It was another sweltering day in Bukhara, and the temperatures topped out at around 108 degrees. I’ve been told that this is cool compared to how it will be here in a couple of weeks. At any rate, I’ve fallen right in with the locals, and taken to napping in the afternoon. Since I’ve got a couple more days here, I’ve decided to really take my time, and absorb all that I can from just a couple of sites per day. I spent a couple of hours sketching at the mosque in the photo above. Unfortunately, I also had a bit of an upset stomach all day, so I took it particularly easy, not venturing too far from my hotel room, with its pristine bathroom.
While out and about today, I met a local who invited me to his family home for dinner. It was a little different than I expected, so read the captions below.
Happy Independence Day! Here are the photos:
The door to my hotel could still be mistaken for the door to the medrassa that it once was.
There are a few covered bazaars here that are naturally ventilated through occuli in their domed roofs. This is a view within one, looking back towards the city.
The Kalon Minaret, pictured here, was built in 1127, and is one of the only structure in the region that was not destroyed by Chinggis Khan when he swept through here. He was astonished at its height.
The Kalon Mosque is a huge complex at the base of the minaret.
The courtyard is large enough to hold 10,000 people.
Surrounding the courtyard is a maze-like series of vaulted galleries.
I have no idea what originally took place in these galleries, but the soviets used them as a warehouse.
The vaulted spaces would make a great place for hide and seek.

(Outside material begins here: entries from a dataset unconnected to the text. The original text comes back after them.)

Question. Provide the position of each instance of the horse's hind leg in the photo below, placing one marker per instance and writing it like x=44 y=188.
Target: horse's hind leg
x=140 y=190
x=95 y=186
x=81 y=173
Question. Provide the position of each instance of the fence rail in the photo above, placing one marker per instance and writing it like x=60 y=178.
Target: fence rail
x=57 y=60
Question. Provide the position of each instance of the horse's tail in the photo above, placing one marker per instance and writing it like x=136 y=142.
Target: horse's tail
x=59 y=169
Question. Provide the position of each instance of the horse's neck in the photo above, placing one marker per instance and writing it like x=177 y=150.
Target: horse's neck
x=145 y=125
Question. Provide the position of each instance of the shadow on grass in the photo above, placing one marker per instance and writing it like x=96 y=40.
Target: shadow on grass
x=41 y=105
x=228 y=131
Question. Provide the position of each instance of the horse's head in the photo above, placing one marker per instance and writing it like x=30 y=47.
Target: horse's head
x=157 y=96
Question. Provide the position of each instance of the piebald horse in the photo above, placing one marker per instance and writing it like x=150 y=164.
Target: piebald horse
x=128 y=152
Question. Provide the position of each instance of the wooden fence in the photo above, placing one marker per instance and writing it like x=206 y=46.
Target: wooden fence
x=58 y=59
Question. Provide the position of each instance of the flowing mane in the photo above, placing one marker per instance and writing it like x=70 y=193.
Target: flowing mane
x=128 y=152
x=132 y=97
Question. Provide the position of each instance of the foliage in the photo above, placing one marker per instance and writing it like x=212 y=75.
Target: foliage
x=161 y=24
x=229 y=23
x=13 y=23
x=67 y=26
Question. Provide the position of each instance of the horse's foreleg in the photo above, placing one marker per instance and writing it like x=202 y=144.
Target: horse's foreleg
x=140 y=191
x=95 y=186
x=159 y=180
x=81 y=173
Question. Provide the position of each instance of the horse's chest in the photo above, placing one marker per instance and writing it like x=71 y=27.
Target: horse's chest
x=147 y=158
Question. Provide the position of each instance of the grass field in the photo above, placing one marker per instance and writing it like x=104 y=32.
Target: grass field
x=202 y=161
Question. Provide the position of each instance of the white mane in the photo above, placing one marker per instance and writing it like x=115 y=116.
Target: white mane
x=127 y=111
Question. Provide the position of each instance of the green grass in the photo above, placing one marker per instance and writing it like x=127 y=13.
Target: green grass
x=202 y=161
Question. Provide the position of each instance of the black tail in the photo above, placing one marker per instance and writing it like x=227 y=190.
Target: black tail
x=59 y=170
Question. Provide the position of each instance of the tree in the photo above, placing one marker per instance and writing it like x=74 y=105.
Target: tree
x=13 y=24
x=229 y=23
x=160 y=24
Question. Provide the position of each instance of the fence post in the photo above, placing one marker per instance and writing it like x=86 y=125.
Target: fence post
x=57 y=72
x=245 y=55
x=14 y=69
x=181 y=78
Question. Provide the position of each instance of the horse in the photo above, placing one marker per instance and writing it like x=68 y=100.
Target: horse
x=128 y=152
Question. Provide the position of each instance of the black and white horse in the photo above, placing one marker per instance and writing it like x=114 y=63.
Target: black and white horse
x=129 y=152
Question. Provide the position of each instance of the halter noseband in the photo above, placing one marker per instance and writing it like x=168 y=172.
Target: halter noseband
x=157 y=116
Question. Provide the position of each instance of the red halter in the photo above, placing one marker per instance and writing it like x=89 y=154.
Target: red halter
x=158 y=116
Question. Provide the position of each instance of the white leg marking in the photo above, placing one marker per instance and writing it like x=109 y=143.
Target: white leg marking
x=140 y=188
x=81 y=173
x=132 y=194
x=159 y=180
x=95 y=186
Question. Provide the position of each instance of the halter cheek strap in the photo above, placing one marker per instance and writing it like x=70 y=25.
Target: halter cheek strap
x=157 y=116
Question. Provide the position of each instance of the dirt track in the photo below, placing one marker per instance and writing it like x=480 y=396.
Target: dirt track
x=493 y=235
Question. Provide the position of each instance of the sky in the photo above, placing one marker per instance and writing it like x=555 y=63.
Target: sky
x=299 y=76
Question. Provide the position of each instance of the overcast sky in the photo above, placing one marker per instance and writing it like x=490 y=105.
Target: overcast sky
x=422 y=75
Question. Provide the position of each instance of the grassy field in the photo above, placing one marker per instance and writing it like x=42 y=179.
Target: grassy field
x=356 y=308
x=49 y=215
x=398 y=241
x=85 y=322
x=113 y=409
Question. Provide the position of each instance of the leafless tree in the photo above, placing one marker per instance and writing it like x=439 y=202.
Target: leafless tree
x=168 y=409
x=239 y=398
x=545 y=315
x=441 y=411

There is a quiet formal simplicity to these spaces that is hardly at odds with modernism (if one blurs one's eyes, and forgets about all of the ornamentation).
Mulberry trees, like the one under which this photos was taken, are important symbols throughout Central Asia. I've encountered important historical specimens from Turpan, all the way to Bukhara. They frequently occupy the courtyards of mosques.
A view back up to the plaza and beyond.
The medrassa opposite this door is still active. As I was leaving the mosque, prayers were soon to begin, and a number of young scholars were rushing across the courtyard.
This city is full of these narrow passageways.
My dinner was prepared at this stove in the courtyard of a man I met earlier in the day.
My dinner: plov, salad, bread, and delicious melon. After receiving the invitation to come to this man's family home for dinner, I assumed that I would be eating with the family. Instead, they set up a table for me in the courtyard, and all retreated into the house.
My only companions for dinner were two cats. This one wasn't much company.
When I had finished eating, and was enjoying some tea, the man and his wife finally came out for a little conversation, and persistent attempts to sell me some scarves.
While taking a couple of photos of the Abdul Aziz Khan Medrassa, this local youth ran over to get in the picture.
Seeing the fun that he was having, his friends quickly rushed over to get in on the action.
This medrassa, which is still active, is hidden behind these fortress-like walls. I wish that I could get inside.
The city cooled down significantly towards sunset, and the light made walking around a treat.
The streets wind up and down over the small hills of the city. I would assume that these mounds actually contain layers of artifacts from ancient Bukharans.
Future swindlers. The girl on the left asked me to take this photo, and then tried to hit me up for ice cream money. I think that she must have been a younger cousin of the persistent women who kept trying to get me to buy scarves today. Kids constantly ask me to take their photos in this town, but this was the first time that one of them demanded payment. I reluctantly bought them the ice cream, and hope that the other little rascals in town don't catch on.